Kewenangan terhadap harta pribadi diatur dalam Pasal
36 Ayat (2) UUP. Dikatakan bahwa suami dan isteri memiliki hak sepenuhnya
terhadap harta pribadi yang dimilikinya walaupun terdapat dalam suatu
perkawinan. Dari Pasal 36 Ayat (2) UUP tersebut dapat disimpulkan bahwa suami
dan isteri tetap mempunyai kekuasaan atas harta pribadi masing-masing yang
dibawa dalam perkawinan mereka. Suami dan isteri mempunyai hak sepenuhnya,
berarti masingmasing mempunyai hak milik atas harta pribadinya dan karenanya
mereka berhak untuk melakukan apa saja terhadap harta pribadi.

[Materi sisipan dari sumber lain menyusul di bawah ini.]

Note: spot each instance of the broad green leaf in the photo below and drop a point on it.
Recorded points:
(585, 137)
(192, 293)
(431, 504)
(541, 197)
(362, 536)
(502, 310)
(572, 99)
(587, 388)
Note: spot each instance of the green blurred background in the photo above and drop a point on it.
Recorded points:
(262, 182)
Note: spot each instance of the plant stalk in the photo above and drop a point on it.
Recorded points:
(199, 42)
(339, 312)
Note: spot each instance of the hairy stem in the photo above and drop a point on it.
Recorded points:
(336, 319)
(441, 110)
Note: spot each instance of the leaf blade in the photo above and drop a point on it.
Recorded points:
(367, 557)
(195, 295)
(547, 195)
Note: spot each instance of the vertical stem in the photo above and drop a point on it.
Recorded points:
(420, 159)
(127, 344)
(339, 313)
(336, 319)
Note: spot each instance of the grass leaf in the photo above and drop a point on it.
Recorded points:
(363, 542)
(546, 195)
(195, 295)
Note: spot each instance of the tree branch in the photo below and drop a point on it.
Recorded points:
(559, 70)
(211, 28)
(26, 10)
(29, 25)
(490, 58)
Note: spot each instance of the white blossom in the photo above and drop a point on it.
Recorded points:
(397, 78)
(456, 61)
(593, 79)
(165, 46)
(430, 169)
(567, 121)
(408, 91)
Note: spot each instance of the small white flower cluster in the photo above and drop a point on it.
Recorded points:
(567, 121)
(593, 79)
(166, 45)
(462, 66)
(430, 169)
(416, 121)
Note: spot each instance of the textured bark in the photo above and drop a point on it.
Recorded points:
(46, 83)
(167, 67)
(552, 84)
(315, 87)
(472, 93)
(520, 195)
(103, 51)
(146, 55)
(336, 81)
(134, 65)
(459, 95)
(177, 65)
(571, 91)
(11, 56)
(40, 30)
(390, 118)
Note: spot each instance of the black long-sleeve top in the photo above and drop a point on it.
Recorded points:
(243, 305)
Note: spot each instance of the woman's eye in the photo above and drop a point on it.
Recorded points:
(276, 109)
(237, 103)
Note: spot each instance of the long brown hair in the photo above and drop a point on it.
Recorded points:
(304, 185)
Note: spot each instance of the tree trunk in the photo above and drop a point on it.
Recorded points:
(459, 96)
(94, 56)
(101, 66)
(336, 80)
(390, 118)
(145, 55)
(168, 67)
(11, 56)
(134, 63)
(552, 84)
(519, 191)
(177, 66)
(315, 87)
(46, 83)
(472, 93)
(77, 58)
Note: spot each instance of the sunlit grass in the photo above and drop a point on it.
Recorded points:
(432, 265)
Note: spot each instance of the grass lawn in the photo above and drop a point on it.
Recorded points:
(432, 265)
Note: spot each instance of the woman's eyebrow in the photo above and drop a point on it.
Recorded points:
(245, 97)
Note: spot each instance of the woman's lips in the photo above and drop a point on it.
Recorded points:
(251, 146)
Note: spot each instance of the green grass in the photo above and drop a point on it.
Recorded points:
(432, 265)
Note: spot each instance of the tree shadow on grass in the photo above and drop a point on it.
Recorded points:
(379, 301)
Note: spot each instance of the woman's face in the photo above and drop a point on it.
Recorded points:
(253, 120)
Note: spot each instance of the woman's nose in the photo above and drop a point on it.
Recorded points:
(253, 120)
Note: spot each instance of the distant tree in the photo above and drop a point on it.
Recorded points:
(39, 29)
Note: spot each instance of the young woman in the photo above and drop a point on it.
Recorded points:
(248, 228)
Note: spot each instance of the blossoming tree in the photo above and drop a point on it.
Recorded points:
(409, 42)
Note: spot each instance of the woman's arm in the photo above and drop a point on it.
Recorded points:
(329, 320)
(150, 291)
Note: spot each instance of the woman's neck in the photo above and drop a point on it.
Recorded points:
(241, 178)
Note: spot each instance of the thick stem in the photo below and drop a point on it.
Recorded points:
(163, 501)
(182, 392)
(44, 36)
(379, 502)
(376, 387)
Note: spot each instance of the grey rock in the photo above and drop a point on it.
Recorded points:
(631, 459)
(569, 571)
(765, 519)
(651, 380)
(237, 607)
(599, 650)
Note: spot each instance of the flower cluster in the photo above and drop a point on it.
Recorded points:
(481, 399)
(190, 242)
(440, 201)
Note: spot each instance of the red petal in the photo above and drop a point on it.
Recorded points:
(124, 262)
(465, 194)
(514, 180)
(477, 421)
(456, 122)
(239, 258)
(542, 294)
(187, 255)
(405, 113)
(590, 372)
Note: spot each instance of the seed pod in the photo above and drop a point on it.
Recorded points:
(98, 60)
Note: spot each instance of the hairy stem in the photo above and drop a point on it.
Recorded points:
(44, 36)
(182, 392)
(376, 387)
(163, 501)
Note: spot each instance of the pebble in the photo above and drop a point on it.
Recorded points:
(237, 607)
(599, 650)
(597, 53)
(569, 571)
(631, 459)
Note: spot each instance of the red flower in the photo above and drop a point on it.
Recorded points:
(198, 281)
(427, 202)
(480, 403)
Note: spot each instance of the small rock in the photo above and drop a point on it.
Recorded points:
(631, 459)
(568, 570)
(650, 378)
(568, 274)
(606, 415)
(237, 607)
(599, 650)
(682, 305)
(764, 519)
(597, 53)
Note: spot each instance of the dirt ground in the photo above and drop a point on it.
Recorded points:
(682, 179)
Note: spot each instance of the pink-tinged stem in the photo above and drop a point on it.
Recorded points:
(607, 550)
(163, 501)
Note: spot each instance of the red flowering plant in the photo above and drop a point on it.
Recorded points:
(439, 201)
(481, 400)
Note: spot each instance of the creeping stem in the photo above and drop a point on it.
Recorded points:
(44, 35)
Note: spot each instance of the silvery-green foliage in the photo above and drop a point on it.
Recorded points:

Demi keamanan untuk memperoleh pengembalian
hutang-hutang debitor, maka dalam memberikan fasilitas kredit kepada
masyarakat, bank lebih memilih menerima jaminan berupa hak atas tanah yang
dapat dibuktikan dengan adanya sertifikat. Pembuktian mengenai hak atas tanah
dengan sertifikat dianggap sebagai bukti yang paling memenuhi kepastian hukum.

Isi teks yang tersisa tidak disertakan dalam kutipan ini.